B. The Heart and the Reins
The heart and the bosom, which is where the heart is located, are closely related metaphors. The meaning of heart is key to understanding the meaning of bosom and the similarity or interchangeability of these vehicles.
Yoram Hazony is Provost of the Shalem Center in Jerusalem and a Senior Fellow in the Department of Philosophy, Political Theory, and Religion. He provides insight into the meaning to be gathered from heart:
The Hebrew word lev (לכ), taken literally, refers to the physical organ we call the heart, and as a consequence most translations use the English heart wherever the original Hebrew has lev. But in most cases, this translation misses the meaning of the biblical authors, and in many it leads to outright mistakes in translation. Classical Hebrew has no parallel to the later Western dichotomy between the “heart” as the seat of emotions and the “mind” as the seat of thought. For the biblical authors, sentiments [about one’s thoughts] are a part of the process of human thought and of reason, and not something separate from it. And when human beings are thinking, or reasoning, or believing, they do so with their lev, which is most directly translated as mind.1
Hazony describes the confusion engendered when heart is used as a trope for the mind.
[The heart, lev (לכ),] quite plainly refers to the faculty of thought and reasoning—a mistranslation whose effect is to make hundreds of passages throughout the Bible seem to be concerned with the emotions when it is human understanding and reason that are being discussed.2
Heart is so well understood in general discourse today to refer to the seat of emotions, that it never occurs to the a listener or reader that heart is a more complicated as a metaphor that used to be understood to mean the seat of reason. The Oxford English Dictionary recognizes the complicated nature of the word. The fifth definition in the OED is
5. a. = mind, in the widest sense, including the functions of feeling, volition, and intellect.

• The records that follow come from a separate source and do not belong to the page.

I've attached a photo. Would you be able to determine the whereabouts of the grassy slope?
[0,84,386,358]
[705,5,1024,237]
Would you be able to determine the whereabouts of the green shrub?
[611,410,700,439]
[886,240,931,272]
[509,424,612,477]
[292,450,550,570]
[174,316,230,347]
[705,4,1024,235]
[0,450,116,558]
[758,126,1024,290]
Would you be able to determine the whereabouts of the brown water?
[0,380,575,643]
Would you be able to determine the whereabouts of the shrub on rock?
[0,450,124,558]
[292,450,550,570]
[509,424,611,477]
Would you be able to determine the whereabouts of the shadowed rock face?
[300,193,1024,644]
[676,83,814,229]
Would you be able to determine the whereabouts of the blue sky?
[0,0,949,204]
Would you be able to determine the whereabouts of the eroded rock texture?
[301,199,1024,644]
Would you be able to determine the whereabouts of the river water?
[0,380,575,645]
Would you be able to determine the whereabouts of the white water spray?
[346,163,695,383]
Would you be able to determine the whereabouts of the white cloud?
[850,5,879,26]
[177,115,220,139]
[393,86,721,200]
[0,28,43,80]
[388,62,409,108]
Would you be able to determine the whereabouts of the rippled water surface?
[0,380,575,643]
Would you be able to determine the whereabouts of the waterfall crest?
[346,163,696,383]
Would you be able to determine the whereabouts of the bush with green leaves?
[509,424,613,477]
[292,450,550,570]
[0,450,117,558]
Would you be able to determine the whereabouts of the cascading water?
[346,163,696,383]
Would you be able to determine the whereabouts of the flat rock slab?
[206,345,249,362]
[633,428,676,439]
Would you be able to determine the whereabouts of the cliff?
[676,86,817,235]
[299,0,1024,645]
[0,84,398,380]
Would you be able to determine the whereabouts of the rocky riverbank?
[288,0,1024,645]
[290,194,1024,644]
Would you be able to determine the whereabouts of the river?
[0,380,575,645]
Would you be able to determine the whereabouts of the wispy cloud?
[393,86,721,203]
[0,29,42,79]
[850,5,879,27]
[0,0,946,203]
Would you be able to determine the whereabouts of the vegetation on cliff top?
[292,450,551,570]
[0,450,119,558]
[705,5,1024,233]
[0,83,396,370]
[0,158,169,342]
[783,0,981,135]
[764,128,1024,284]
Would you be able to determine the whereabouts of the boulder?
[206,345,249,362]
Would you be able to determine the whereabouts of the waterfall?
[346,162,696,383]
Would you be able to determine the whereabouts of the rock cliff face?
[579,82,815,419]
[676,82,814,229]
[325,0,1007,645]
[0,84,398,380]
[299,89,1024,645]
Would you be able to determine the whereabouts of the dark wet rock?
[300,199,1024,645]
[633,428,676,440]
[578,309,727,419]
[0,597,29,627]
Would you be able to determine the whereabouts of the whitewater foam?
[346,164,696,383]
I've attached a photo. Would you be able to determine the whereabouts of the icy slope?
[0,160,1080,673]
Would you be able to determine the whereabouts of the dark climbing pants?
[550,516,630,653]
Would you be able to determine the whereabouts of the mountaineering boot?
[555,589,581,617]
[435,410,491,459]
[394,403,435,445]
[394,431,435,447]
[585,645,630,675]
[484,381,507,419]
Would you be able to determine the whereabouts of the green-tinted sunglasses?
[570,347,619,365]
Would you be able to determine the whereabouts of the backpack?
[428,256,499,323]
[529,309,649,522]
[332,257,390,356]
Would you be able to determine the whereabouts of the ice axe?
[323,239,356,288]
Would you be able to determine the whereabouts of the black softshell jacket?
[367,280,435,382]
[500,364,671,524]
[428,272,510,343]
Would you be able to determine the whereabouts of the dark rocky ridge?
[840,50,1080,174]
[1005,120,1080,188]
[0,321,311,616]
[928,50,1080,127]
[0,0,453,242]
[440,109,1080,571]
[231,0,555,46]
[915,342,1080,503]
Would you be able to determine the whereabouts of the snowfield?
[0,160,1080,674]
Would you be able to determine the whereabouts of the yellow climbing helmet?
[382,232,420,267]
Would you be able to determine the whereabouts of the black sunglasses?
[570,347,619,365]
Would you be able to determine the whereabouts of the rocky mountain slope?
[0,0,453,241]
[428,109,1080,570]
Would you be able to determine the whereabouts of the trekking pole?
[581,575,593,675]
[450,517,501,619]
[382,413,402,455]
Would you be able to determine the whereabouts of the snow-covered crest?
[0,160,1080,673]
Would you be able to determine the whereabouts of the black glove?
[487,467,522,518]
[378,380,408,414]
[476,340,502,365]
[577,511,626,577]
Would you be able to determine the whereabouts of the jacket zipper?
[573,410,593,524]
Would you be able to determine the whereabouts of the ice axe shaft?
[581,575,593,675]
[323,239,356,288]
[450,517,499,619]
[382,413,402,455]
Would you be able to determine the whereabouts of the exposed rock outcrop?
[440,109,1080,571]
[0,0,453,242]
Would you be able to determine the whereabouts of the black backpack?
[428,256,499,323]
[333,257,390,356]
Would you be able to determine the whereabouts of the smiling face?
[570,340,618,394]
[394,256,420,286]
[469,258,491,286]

b. In this relation spoken of as having ears, eyes, etc., meaning those faculties of the mind, understanding, or emotional nature, that have some analogy to these bodily organs.3
Like Yoram Hazony’s observation about the use of heart, in the bible, the Book of Mormon uses heart as a reference to the mind. For example, King Benjamin’s speech uses heart as a trope for the mind in the following parallel form typical of Hebrew writing,
I have not commanded you to come up hither to trifle with the words which I shall speak,
but that you should hearken unto me,
and [in other words] open your ears that ye may hear, and [and open] your hearts that ye my understand,
and [open] your minds that the mysteries of God may be unfolded to your view.”4
This same scripture can be reformatted to emphasize the internal exergasia or anaphora, another figure of speech common in ancient scripture:
I have not commanded you to come up hither to trifle with the words which I shall speak, but that you should hearken unto me,
and open your ears that ye may hear,
and your hearts that ye my understand,
and your minds that the mysteries of God may be unfolded to your view.5
An exergasia repeats the same thing different ways for emphasis. An anaphora gives emphasis by repeating the same phrase at the beginning of two or more lines. Perhaps, the word and at the beginning of the three repetitions in the middle of this quote is enough to constitute an anaphora, but adding what must be understood to be a part of this repetition, open, certainly qualifies:
and open your ears
and [open] your hearts
and [open] your minds.
The point of this injunction by King Benjamin is for the people to listen to what he has to say so they can understand as he unfolds the mysteries of God to them. They are there to learn, in other words, and they do that listening, understanding, and setting it in their minds.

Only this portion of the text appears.